Technology Causes Recession
Some years from now, this article will probably be woefully out of date. Well, the point of the article won't be out of date, but this particular instance will have long since been relegated to the history books, just one more exhibit in the freak show known as Modern American History.
At this writing, the world economies are in chaos. Major nations around the globe are watching their credit ratings melt. People are rioting in the streets. Budgets are being cut. Unemployment is very high and morale is very low. It's a tough time for optimists.
Among the strangest behaviors we're enduring are wild, mega-swings in global financial markets. Whereas a daily 20 point rise or fall in the Dow Jones Industrial Average was big news in the 1970's, swings of 400 to 600 points - in either direction - have become more commonplace. One explanation is that there are simply more shares and more people to trade them. Another is that we now have the technology to trade those shares much more rapidly than ever before.
It doesn't take a genius to do the math. When a micro-chip can observe, analyze, deduce a result and execute a trade order for millions of shares from hundreds of companies in less time than it took you to read this sentence, you know things are moving at a pretty brisk clip. It's not surprising, then, that market actions and reactions would occur with ever-increasing rapidity.
But that's not the real culprit here. The demon you want is hiding just below the surface, affecting far more than the price of today's stocks. As I've written here previously, technology speeds up just about everything except for human nature. As a result, it's technology, more than anyone realizes, that's adding to - if not causing - our recessionary times. Let me clarify this:
Unless you've been hiding under a a very large rock since 2008, you no doubt have heard about or painfully felt the very real effects of the global economic recession. If you're been fortunate enough to be spared the financial pain, I doubt you've escaped the unending re-hash and faux analyses by television "experts" whose simplistic explanations pass less for truthful explanation than they do for furthering political agenda. Most of those pundits draw their opinions by citing "similar situations" throughout history, including expansions and contractions dating back to the Great Depression of the 1930's. Although there are some similarities to be compared, there's one giant difference that, for some reason, negates just about all of their relevance to today's issues:
Technology. And here's how:
While technology can move data at nearly the speed of light, it does nothing to speed up human behavior. In the old days, both human behavior and data moved at the same speed, because both were powered by humans. For example, if you wanted to buy a stock, you called your stockbroker, who in turn called his floor trader, who placed the trade. The transaction could take hours or days. Same thing with selling. Today, however, there are fewer brokers and traders because everything has been reduced to a simple point and click.

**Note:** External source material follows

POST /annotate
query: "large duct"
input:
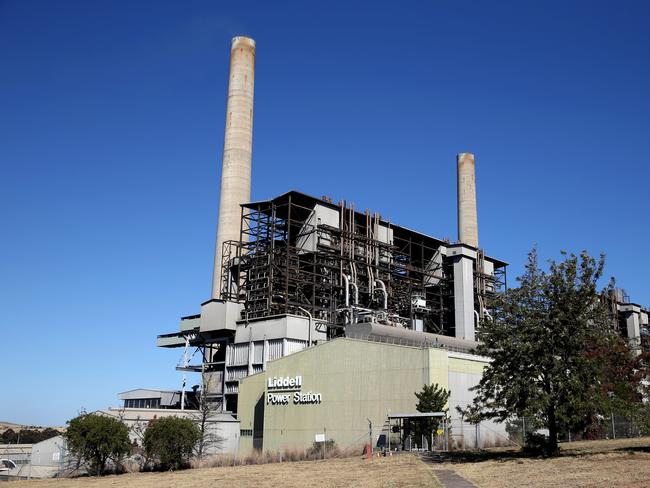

So a huge problem arises when a political administration announces a long term plan to aid economic recovery, mainly, an economic plan takes time to be assessed, implemented and resolved. However, speculating on the viability of a long term plan takes less than a millisecond, which means unlike the days of yore, speculation moves at a far greater rate than real information, which in turn dooms all markets to higher risks of failure because technology is manipulating it based on fear rather than any wisdom borne of financial strategy.
That last part is something not to to be considered lightly. In the end, technology may speed up action but completely ignores wisdom, which means that market decisions - and the plans designed to affect them -- must incorporate technology's need for speed or face a higher risk of failure than necessary. This week the Federal Reserve took an unprecedented step by announcing its interest rate level would be maintained at low levels for the next two years. It's a hugely historic tactic, in that it's the first economic pronouncement designed to destroy the effect of speedy speculation by providing a base of stability for the long term. Previously, the Fed had encouraged speculation by offering only short term announcements. By removing the speculative data from its announcement, the Fed has effectively diffused at least one factor of market instability, which technology cannot distort -- and we need more of that.
The old days of deliberation are long gone, no longer a factor in the eye blink world of the microchip. No matter what your business, know that it's moving at a faster clip than you are -- and unless you manage it, it will mange you. If one truth remains, it's that bad news travel fast and doesn't often wait for wisdom to catch up.